He looks at the board.  “I didn’t feel safe - we all knew there could be reprisals if we complained or didn’t fall into line.  I certainly lost the sense of being part of something bigger - our department fractured into little pieces, and there was a lot of bitterness around the perception that some teachers were the chair’s favorites and were treated better.  So belonging went out the window.  And I can definitely say I wasn’t having much fun.

“But I’m not sure about the other two.  What is the difference between feeling powerless and the loss of freedom?”

“It can be confusing, because they are often missing at the same time, as they were in your situation.  But I think it’s worth seeing the difference.

“Here’s how I think about it.  We all live in situations where there are people who have power over us because they make decisions that affect us.  We feel powerless when the decision makers don’t listen to our point of view while making their decisions.  If you feel you have a voice, that your perspective is being taken into account, then even if a decision is not what you wanted, you at least feel like you have been heard.  So we feel powerless when we have no voice.

“Having freedom, on the other hand, means being able to make meaningful choices, to be able to steer your own path.  All of you, for instance, have the freedom to decide what you are going to do when you walk into your classrooms tomorrow.

“So Mark, I would say you were missing both the sense of power and freedom, because your chair was definitely not interested in listening to his teachers and your decisions about how to teach in your own room were being seriously constrained.  So that makes it oh for five in your case - you were batting zero in the needs department.  Not a pretty picture.”

Several other people described situations in which they felt powerless or unsafe.  One person had left her church after a bitter division polarized the congregation - she felt that the community she had felt part of ceased to exist, and she had to withdraw with a deep sense of loss and regret.  Several had had to contend with abuses of power by their bosses or a sense of anonymity in their workplace.

“Now I want you to do something that may be difficult.  I want you to imagine being a student walking into one of your classes.  Pick an actual student, preferably one that is struggling or doesn’t like school all that much.  Now look at the list of human needs again through his eyes, and ask yourself how many of them are being fulfilled.

“I know this makes all of us uncomfortable.  None of us likes to think of our classes this way.  But it is truly what many students experience, no matter how good you are as a teacher, no matter how warm or charismatic you may be.  So let’s take a moment and think about ways in which your students do have one or more of these needs fulfilled.  Again, talk to the people at your table, and see if you can summarize one or two strategies you use or classroom structures that help students get these needs met.”

After a few minutes of conversation that was distinctly less energetic than the last round, a few people had ideas to share.

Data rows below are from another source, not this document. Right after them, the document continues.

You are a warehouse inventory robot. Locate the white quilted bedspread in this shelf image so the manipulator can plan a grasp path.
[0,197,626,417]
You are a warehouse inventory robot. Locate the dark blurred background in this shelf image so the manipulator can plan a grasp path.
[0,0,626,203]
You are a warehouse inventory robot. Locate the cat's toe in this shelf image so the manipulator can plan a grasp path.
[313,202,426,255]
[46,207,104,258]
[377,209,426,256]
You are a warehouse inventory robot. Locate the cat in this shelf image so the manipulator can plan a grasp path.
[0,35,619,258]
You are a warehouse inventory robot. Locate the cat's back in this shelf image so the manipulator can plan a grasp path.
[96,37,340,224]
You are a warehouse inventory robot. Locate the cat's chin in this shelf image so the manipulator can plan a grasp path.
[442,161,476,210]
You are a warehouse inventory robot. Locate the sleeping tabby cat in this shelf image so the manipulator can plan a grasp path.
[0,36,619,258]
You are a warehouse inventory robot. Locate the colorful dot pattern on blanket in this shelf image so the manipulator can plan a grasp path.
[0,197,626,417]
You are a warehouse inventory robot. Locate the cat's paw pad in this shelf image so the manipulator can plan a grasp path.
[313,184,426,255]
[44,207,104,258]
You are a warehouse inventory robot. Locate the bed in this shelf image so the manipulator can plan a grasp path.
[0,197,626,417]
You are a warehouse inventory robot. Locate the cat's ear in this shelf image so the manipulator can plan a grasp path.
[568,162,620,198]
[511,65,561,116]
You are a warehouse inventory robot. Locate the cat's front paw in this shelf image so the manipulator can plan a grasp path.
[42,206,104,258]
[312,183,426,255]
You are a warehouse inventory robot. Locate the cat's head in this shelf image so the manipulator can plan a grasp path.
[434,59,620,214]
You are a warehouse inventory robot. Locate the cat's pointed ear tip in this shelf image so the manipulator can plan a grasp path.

Angela, a new hire in the History department, talked about her spending a few minutes at the start of every class to allow students to talk to each other about whatever they wanted.  She felt that the socializing was a worthwhile investment in helping them feel comfortable.  Several other teachers responded that they were already hard pressed to cover everything they needed in the forty-three minutes of a class period without losing time to idle conversation.  Another teacher, John, said he made sure that students knew he was available before and after school to help them with their work for his class.  Mark said he did that too, but that he wasn’t sure which of the five needs on the board that was addressing.

It was clear, after a few more minutes, that it was much easier to find examples of having their own needs unmet than it was to create solutions to the unmet needs of their own students.  There was an uncomfortable sense of being stuck with a problem that had no solution.

“I apologize for putting all of you in this position - I know it is a troubling thing to look at, and there are no easy answers to how to fulfill the needs of your students.  But there are ways to do it, and unless you recognize that it is a serious issue, you are unlikely to try to find those ways.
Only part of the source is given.